Some days are deadlier than others. The procrastination book
tells me to pencil in fun things in my schedule, to make sure I keep up my
commitment to having fun. I have been blocking out entire evenings with art
classes and gym sessions. This seems to be doing me good; indeed, I haven’t
cried in weeks and I don’t feel guilty about having free time anymore. Nor do I
feel guilty about spending money on it (which, once upon a time, I would have
felt very guilty about). I now know that the most important thing in the world
isn’t my PhD, nor is it fretting about unwritten articles and non-existent
jobs; no, the most important thing in the world is that I get to my drawing
class tonight, and if I make it to the gym for a quick swim on the way, then
that’s an added bonus.
The thing is: in the morning bit of my schedule, the bit
which is blissfully free from activities and which has been set aside for work,
I often just can’t seem to get much work done. (the procrastination bible sets
the bar very low: it says that if you have managed a solid half-hour a day,
then that’s something. I can usually manage to sit still for a paltry
half-hour. So I get to pencil that in to
the schedule, once I have done it, and I get to feel good. It’s not much,
though. There is a chapter sitting on my desk that I just can’t seem to
stomach; it was meant to have been finished two weeks ago. It spilled over into
the previous week. And this week. The thing is, there are other chapters whose
turn it is this week for some alone-time with Mummy. I can’t let things just
spill over indefinitely. But I can’t seem to finish it, and the hours – the
blissful daytime hours, before the scheduled fun starts – slip away, every day.

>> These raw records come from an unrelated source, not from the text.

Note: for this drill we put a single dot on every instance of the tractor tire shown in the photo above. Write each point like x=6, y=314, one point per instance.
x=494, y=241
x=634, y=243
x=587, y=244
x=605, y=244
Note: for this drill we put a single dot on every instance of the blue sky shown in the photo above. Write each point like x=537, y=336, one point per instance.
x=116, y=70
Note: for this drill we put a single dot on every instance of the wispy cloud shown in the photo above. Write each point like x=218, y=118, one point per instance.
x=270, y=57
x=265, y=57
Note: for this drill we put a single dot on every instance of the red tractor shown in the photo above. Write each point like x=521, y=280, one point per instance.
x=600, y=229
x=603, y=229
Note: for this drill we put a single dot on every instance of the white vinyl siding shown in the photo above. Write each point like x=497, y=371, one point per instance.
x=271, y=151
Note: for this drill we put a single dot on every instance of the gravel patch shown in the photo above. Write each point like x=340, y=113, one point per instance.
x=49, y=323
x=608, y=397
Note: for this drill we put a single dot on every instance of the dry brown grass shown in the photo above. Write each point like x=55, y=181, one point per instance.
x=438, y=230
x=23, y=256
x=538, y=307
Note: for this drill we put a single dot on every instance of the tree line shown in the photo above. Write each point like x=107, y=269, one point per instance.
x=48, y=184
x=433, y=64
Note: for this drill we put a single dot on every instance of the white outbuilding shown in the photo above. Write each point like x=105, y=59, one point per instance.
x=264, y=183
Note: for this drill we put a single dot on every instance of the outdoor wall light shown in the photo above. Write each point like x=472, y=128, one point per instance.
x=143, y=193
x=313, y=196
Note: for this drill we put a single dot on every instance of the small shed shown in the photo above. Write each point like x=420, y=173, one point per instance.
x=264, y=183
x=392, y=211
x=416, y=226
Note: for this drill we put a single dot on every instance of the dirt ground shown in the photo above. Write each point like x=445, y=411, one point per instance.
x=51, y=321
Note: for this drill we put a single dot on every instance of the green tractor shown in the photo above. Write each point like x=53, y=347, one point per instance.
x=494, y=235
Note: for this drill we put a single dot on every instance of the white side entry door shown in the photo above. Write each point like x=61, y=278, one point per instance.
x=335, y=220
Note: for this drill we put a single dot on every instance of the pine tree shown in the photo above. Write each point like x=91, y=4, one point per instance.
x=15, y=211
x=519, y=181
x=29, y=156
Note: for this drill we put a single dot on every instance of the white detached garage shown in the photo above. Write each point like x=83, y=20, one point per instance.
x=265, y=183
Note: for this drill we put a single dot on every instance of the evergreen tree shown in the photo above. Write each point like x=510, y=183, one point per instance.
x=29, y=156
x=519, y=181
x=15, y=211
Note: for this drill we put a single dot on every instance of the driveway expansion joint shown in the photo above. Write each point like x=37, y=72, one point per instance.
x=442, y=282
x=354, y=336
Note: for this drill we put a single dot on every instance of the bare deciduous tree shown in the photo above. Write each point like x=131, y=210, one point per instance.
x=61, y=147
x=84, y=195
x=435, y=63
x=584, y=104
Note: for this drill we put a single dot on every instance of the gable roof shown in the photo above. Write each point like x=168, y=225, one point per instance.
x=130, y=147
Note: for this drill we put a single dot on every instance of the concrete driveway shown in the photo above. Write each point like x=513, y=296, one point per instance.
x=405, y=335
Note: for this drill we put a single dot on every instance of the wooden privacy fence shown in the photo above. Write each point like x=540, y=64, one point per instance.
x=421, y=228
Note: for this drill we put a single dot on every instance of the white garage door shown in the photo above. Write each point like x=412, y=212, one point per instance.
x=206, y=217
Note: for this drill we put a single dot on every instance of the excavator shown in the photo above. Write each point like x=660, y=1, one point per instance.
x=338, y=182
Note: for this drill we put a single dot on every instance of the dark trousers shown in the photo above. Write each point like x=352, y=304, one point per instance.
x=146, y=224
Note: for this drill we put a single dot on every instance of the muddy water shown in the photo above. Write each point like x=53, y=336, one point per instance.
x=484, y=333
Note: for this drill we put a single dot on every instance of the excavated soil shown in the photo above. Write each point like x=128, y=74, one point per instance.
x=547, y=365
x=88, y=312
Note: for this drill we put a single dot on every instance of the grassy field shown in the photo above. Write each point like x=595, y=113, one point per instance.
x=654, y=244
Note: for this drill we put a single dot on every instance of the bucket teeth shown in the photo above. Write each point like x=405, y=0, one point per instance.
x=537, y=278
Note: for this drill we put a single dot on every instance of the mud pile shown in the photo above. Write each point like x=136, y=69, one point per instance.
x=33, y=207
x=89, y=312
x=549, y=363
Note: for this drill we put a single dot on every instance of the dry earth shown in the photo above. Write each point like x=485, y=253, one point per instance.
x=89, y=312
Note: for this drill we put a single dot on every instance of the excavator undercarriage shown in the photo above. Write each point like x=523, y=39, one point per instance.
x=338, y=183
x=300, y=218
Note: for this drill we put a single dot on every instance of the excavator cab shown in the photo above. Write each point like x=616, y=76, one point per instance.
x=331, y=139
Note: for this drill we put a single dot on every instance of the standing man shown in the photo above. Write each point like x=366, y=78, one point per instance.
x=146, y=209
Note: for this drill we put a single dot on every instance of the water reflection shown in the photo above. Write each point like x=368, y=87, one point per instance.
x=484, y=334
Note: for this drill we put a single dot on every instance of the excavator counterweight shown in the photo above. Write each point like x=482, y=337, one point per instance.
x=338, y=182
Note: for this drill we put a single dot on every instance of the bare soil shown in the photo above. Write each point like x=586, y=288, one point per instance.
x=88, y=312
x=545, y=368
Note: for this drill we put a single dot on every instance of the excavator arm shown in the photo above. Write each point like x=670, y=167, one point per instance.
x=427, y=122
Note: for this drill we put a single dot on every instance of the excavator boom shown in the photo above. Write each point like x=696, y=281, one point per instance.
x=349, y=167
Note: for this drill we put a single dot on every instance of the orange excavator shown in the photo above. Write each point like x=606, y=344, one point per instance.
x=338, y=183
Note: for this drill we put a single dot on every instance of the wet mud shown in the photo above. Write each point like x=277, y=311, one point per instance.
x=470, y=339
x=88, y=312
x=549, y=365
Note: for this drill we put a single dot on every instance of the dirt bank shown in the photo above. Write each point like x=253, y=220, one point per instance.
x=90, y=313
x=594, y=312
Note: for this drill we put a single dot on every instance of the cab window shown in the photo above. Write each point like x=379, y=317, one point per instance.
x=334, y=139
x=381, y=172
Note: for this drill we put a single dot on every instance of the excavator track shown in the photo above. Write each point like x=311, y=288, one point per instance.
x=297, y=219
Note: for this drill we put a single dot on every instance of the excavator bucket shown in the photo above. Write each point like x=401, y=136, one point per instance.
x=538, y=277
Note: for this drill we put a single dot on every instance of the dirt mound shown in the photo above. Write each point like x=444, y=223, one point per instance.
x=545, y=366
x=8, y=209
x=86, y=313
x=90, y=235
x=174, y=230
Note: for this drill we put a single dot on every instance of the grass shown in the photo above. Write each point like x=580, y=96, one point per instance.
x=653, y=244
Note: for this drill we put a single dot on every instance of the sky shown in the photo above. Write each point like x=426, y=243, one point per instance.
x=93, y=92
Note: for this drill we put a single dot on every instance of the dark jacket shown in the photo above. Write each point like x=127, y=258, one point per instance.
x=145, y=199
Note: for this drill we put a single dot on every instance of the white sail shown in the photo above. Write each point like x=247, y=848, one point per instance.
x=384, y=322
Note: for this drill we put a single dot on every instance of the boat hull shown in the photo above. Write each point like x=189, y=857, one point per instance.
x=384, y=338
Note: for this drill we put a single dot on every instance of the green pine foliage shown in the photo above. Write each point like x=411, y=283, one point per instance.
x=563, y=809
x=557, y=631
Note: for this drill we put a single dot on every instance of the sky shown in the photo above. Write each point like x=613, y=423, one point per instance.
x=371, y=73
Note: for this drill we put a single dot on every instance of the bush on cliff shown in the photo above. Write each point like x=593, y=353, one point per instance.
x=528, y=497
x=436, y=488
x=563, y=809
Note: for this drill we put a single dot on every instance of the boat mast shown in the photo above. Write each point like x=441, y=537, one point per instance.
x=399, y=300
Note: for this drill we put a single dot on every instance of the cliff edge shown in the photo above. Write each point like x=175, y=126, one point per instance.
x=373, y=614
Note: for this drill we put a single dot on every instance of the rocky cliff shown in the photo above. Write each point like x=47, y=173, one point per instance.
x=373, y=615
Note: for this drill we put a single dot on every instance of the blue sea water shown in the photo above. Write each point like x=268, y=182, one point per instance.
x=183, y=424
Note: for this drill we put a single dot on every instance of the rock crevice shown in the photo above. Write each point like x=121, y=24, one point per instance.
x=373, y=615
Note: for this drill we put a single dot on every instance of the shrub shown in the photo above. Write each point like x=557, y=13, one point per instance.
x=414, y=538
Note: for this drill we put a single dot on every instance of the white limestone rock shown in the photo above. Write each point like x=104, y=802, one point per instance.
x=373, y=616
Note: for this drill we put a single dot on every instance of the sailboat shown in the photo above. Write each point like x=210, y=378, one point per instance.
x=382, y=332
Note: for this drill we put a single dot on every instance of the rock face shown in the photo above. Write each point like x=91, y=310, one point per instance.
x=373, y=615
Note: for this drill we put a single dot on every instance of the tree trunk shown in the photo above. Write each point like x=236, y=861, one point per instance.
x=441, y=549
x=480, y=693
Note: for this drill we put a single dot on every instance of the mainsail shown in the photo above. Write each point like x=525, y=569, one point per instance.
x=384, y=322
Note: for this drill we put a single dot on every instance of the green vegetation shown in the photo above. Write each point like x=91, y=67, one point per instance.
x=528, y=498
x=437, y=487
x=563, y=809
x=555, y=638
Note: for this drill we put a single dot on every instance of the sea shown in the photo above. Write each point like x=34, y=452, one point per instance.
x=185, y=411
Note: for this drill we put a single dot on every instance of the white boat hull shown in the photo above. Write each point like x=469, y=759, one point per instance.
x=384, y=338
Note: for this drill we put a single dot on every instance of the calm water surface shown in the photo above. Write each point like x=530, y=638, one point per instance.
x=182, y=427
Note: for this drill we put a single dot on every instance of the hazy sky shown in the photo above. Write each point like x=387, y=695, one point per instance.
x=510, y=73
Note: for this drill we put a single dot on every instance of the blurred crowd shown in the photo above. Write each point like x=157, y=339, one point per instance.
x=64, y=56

Today I have a plan: do two half-hours on that chapter, then
save it, print it and give it to someone to read. Stop doing it. Then do two
half-hours on the next chapter. Save it, print it, stop it. Then see where we
are.
You could really just go on faffing indefinitely with one
bit of work, never quite get into it and never finish it. The procrastination bible says that this kind
of procrastination requires a good, hard look at the value of real, finished,
imperfect work, which you can do in the time available to you, as opposed to
perfect, unfinished, ideal work that doesn’t exist (yet which you COULD do if
you had ore time, more resources, more… whatever.)
How I wish that I could listen to the procrastination book
properly and just DO WHAT IT SAYS and start early every day and get shit done.
Oh God, it’s eleven. Right. Two half-hours. That is my aim.